Today, I came across a post entitled “How Powerful Brand Storytelling Can Supplant Commercials” at the Content Marketing Institute by Michael Weiss, ¬†from figure18. I hadn’t heard much about the term ‘brand storytelling,’ but it really resonated with me because I’ve been using the term ‘interactive storytelling’ to describe my approach of using simulations and interactivity in marketing and training–the ‘brand’ part in my description has been implicit.

In the post, Michael described the power and impact of the Scarecrow, a video ‘advertisement’ made for Chipotle that uses storytelling in a marketing or advertising capacity to transmit/promote the brand’s message. He goes on to describe “how a brand creates content so good it becomes the program or broadcast”, or as I see it, the content is crafted in an engaging way to deliver a message that speaks to potential customers.

It is pretty obvious that the most direct way to deliver a message of relevance to potential customers is through helping to show why a product or service is relevant to that customer. Training content–which centers on solving customer problems–is a natural place to explore, but as I’ve written in other posts, the twist in converting to an advertising/marketing piece is adapt it in such a way to give the potential customers the confidence that they can solve the problem, not necessarily to teach the specific skills. I think this is why case studies are a particularly effective form of content marketing, because they naturally involve telling a real-world story about a company, its products, and its services.
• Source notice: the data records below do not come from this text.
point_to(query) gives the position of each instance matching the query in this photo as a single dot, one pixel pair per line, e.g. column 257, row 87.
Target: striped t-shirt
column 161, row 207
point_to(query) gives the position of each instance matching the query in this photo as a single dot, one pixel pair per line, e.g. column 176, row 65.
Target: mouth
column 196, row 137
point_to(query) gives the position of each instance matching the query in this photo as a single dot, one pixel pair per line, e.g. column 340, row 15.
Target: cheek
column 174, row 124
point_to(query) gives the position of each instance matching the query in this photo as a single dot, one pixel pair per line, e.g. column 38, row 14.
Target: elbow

The article is a great read because it emphasizes first the role of discovering/revealing/evoking a good story, “to put the story before the tactic,” said Jesse Coulter of CAA Marketing, the Los Angeles agency that worked with Chipotle to create the piece. Another member of the agency, Todd Hunter, talked about the value in creating “a story people want to engage in, or create experiences they want to be a part of and naturally consume.”
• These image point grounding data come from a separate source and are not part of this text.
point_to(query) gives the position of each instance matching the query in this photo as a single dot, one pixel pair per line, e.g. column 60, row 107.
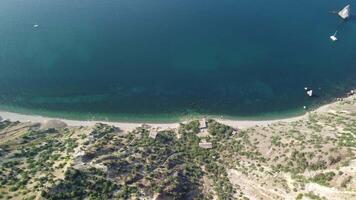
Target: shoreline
column 127, row 126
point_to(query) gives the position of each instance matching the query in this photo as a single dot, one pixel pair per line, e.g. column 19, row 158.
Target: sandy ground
column 129, row 126
column 126, row 126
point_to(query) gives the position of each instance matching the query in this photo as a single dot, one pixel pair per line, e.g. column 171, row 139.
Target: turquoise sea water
column 164, row 59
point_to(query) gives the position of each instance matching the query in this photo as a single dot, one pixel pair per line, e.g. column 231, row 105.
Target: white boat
column 310, row 93
column 345, row 13
column 333, row 37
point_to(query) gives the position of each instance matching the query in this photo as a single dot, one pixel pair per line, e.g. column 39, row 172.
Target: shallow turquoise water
column 164, row 59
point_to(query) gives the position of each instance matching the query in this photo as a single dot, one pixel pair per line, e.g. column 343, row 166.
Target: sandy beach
column 127, row 126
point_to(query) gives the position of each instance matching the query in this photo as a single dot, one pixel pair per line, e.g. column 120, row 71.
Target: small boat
column 310, row 93
column 333, row 37
column 345, row 12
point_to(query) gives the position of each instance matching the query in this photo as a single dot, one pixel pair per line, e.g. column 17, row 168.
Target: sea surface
column 147, row 60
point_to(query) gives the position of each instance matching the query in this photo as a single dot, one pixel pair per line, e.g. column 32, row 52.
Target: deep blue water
column 138, row 59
The Scarecrow is a video designed to inform viewers through an interesting story, which is the right vehicle to depict the corporate philosophy or message. The viewer doesn’t do anything or really interact with the content. To deliver a product-oriented advertisement, however, I think one can follow a similar story-based approach around problems revealed in product training or support, but one that gives the viewers/users an opportunity to interact as well, somewhat shaping the course of the solution. This enables the viewers/users to ‘own’ the solution through the advertisement.